I’m sure there are a multitude of other reasons why people would try to stick us with the remains. These are just the working ideas that I’ve accumulated over the years.

It wasn’t until relatively recently (the past 20-30 years) that funeral homes received the regulatory green light (with proper disclosure and agreement) to dispose of remains after a relatively short period of time. Prior to this, some funeral homes (including one that I managed) retained hundreds of abandoned cremated remains (some of the staff affectionately referred to the storage area as “The Hall of Lost Souls”). Here in Washington, many funeral homes use a period of 90 days. In reality, I know of no funeral home that would actually dispose of remains that quickly, but it allows a pathway to get families to take action. Some funeral homes do a once a year scattering ceremony, others will pick a certain number of remains to accumulate, and yet others don’t avail themselves of the more lax regulation.
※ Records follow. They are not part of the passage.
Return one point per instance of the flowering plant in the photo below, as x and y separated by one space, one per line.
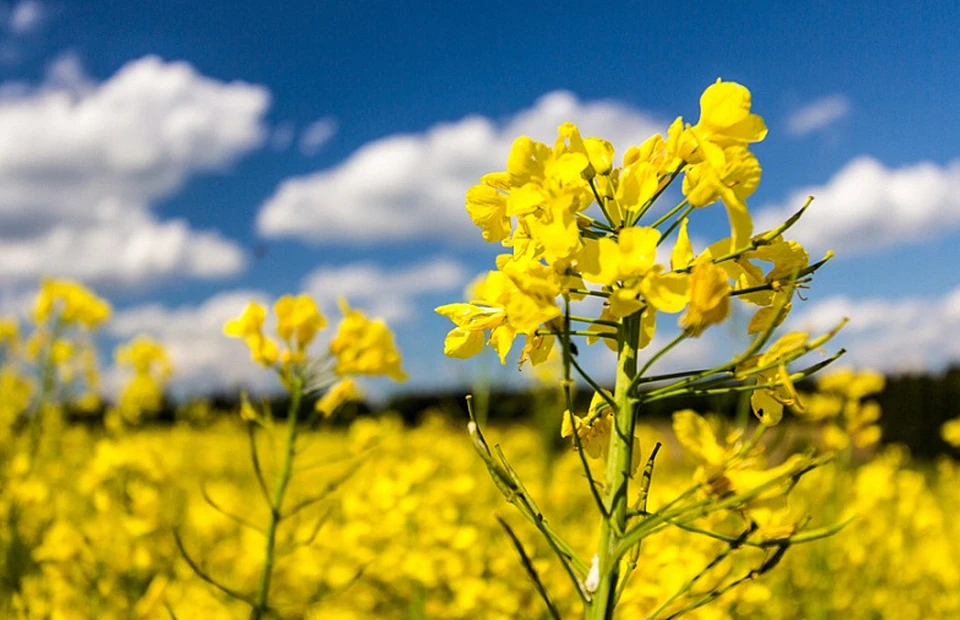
578 227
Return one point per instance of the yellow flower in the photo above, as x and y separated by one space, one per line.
629 265
341 392
151 367
71 303
249 326
488 210
9 331
709 298
145 356
950 431
249 323
366 347
298 320
593 430
725 117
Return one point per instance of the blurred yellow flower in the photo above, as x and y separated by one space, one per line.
365 347
70 302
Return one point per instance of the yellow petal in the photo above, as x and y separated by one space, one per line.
463 344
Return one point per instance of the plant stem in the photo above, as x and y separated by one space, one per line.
276 504
619 459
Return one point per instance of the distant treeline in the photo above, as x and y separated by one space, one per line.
914 407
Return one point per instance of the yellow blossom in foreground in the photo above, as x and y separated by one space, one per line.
249 327
709 298
71 302
365 347
298 320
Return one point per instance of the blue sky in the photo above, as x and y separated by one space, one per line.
185 157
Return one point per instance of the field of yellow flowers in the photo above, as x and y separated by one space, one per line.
794 509
412 532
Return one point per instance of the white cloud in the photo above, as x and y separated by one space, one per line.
818 115
389 294
282 136
203 358
26 16
867 206
317 134
894 335
81 164
412 186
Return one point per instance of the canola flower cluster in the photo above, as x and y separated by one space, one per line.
271 515
576 225
412 537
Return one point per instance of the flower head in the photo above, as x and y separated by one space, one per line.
365 347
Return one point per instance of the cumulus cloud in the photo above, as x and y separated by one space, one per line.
390 294
818 115
317 134
26 16
81 165
282 136
867 206
410 186
894 335
203 358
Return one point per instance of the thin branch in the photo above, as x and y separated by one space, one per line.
202 574
234 517
531 571
255 460
734 545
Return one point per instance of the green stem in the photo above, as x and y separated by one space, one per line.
276 504
616 482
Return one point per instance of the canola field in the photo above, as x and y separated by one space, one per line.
795 509
412 532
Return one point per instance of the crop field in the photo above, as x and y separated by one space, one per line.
412 532
675 424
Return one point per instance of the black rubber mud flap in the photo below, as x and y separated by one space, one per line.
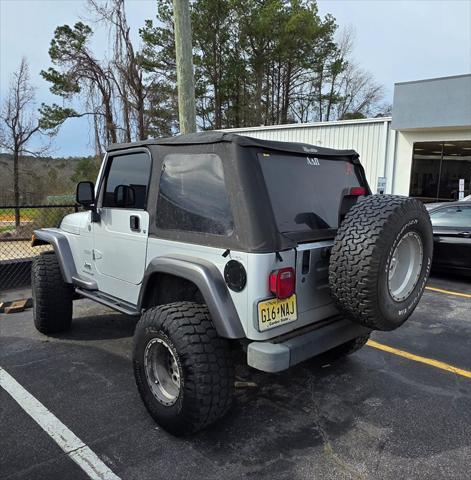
371 279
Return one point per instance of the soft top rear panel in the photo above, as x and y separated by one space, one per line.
202 138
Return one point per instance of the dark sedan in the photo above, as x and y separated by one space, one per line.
452 236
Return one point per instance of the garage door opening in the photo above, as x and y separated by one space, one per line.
437 168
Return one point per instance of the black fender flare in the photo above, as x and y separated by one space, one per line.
210 282
61 246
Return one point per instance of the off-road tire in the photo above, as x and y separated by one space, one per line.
52 297
348 348
362 254
204 360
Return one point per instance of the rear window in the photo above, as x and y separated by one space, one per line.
306 192
193 196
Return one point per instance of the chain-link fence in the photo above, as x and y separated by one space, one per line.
17 224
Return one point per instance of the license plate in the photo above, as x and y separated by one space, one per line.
275 312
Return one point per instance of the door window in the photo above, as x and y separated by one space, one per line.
458 217
438 167
193 196
129 170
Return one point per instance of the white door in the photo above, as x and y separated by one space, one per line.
120 236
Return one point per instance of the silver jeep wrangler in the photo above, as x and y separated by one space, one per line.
219 242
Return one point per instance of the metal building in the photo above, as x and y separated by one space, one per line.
372 138
423 150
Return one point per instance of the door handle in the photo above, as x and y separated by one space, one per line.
134 223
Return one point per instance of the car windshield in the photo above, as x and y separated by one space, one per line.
453 216
306 191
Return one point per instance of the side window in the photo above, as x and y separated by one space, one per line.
193 196
129 170
452 217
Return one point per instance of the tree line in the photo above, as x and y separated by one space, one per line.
257 62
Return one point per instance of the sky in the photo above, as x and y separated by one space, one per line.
396 40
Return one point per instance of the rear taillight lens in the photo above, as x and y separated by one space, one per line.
282 282
357 191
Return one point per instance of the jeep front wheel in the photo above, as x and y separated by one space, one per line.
381 260
52 297
183 369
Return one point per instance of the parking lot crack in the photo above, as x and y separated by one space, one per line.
328 447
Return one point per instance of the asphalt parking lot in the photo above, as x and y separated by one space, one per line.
400 413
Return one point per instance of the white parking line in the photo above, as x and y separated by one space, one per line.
85 458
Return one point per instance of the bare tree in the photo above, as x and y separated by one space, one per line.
19 123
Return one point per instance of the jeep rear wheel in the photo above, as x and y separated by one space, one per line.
52 297
381 260
183 369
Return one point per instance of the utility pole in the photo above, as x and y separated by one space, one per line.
184 59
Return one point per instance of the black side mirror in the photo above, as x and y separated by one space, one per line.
124 196
85 194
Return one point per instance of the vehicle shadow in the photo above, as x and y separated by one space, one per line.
104 326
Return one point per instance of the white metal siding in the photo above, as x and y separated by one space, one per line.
369 137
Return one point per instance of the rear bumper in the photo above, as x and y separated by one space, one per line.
280 354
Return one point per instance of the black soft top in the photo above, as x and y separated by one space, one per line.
202 138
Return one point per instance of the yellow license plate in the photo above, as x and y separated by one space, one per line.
275 312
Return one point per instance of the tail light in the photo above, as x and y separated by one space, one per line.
282 282
357 191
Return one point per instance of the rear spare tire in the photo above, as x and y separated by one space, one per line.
381 260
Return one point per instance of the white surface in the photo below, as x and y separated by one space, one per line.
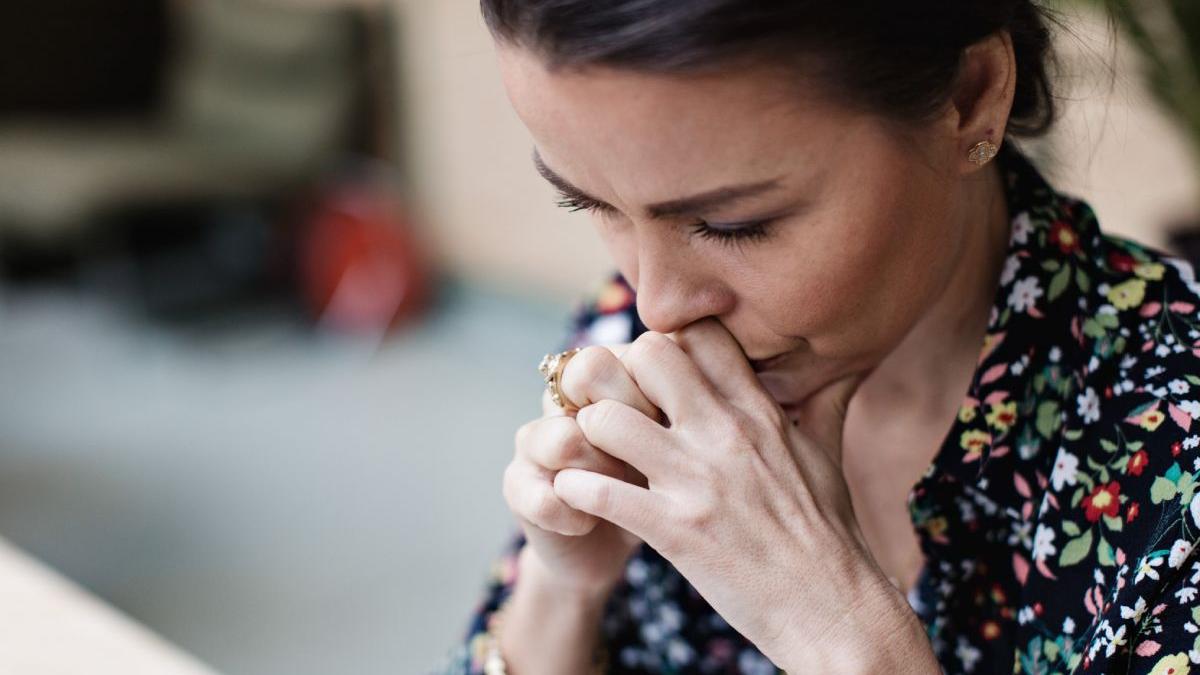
48 626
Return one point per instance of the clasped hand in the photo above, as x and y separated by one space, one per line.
749 505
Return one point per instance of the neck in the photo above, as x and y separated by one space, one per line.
933 366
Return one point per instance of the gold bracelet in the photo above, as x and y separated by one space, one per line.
495 663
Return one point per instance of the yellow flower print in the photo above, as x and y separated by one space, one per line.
1002 416
1152 272
1128 293
1151 419
1174 664
972 442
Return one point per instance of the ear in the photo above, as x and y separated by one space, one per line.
983 94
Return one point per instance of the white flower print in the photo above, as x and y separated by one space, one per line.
1012 263
1021 228
679 652
1114 639
1025 294
1191 407
1147 568
1043 543
1066 466
1134 611
969 655
1089 406
1180 550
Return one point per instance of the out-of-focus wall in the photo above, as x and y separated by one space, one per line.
1114 145
492 217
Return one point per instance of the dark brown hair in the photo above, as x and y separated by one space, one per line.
894 58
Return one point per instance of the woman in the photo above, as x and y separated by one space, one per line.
892 404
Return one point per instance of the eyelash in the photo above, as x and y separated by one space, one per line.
748 233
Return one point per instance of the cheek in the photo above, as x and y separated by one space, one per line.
855 282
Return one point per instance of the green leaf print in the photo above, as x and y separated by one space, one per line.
1048 418
1104 553
1059 284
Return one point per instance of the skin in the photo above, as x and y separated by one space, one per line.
805 376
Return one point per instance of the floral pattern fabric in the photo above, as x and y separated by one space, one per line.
1059 519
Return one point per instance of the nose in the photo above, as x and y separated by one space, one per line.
672 292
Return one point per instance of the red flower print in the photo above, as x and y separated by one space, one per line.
1138 463
1103 501
1065 237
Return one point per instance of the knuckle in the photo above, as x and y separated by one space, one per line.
541 506
568 444
649 346
736 430
600 413
697 514
589 365
521 438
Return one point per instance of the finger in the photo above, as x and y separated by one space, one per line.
529 493
597 374
629 507
557 442
720 359
628 435
669 377
547 406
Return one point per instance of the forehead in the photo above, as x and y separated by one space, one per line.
655 135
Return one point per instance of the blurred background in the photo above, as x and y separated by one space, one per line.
274 285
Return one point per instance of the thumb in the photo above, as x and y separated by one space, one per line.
822 416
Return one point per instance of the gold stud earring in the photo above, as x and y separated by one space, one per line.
982 153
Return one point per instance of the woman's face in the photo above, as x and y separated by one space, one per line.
813 233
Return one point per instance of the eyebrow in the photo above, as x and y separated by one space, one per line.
672 208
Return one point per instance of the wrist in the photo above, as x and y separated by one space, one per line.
877 633
539 581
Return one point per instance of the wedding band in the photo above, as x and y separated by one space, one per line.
551 369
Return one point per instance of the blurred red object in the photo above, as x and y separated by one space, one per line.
361 266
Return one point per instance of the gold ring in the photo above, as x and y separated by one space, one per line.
551 369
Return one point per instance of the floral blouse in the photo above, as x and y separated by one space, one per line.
1059 519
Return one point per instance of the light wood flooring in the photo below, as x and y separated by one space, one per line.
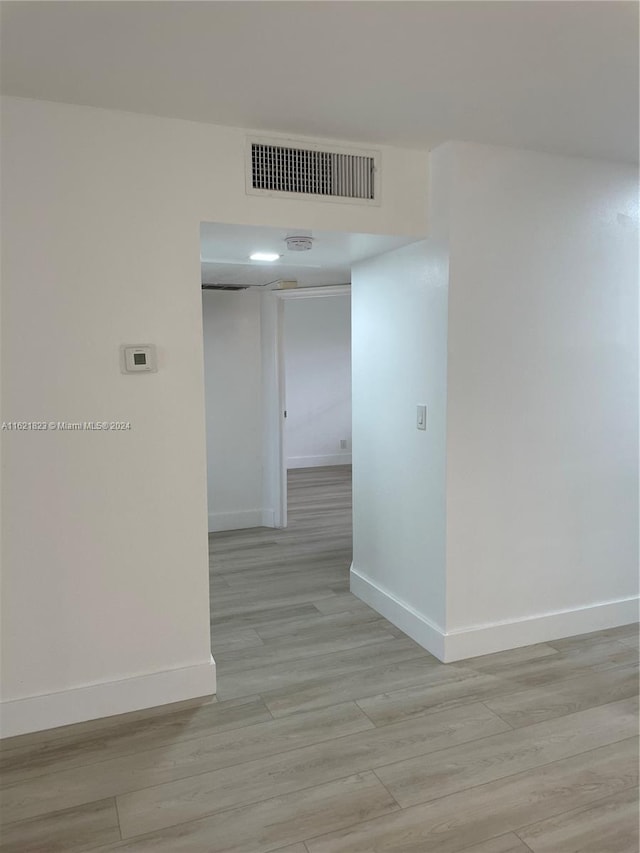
332 732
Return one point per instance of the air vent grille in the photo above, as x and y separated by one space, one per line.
311 171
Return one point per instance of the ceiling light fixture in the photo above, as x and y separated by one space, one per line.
299 242
264 256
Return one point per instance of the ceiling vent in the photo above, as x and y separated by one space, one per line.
306 170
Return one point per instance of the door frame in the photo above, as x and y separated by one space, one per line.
274 393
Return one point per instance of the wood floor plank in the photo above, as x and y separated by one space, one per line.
273 630
578 660
184 760
140 735
454 769
241 638
608 826
447 687
285 675
316 692
566 697
460 820
189 799
266 826
303 647
509 843
72 831
346 601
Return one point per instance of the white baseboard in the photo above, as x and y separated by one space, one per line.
319 461
236 520
94 701
498 636
429 635
478 640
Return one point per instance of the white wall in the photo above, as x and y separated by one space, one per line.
541 406
233 389
399 307
542 439
105 579
317 354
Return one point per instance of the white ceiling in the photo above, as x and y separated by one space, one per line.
225 250
553 76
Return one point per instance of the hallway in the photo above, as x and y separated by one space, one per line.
332 732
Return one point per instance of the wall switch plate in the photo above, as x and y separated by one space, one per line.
139 358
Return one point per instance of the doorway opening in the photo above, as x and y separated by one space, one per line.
278 408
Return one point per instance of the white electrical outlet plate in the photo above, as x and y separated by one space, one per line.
140 358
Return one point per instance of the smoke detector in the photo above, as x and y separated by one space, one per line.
299 243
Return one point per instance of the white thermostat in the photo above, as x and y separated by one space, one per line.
138 359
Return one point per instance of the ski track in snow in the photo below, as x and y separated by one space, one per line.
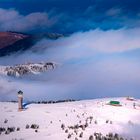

This change in the ability for funeral homes do dispose of remains after a set period of time resulted in a change in the language on cremation authorizations. Elemental’s reads:

I understand that in the event that the cremated remains remain unclaimed for more than 90 days, I will be contacted by certified mail at the address above. I will have 10 business days to claim the cremated remains or otherwise provide for their disposition. If I do not respond within the stated time period I hereby authorize Elemental Cremation & Burial to make disposition of the cremated remains in any legal manner and within any time period it deems appropriate. I further understand that 30 days of cremated remains storage will be provided free of charge. Past the initial 30 days I will be charged and agree to pay a $1.00 per day fee for storage until permanent disposition is made.

When I instruct people to sign the cremation authorizations, often, people want the nutshell version of the legalese before they sign without fine tooth combing. My short version of this one is, “It says that you aren’t going to abandon them, and if you do I can scatter.” This invariably elicits a look of horror like, “You honestly think I would do that?!” and they say, “People get left behind?”
Yes. Otherwise I wouldn’t have it on the authorization.

I try not to judge. I understand that not everyone placed in the position of caring for the deceased in their family wants, requested, or even knew that they were going to be thrust into the role. It isn’t something that families communicate very well. As always people…talk to your families about what you want.
One final message from this post – Be a good person. You’re way less likely to be left in the “Hall of Lost Souls.” And we’d appreciate it if you’d pick up your ashes in a timely manner.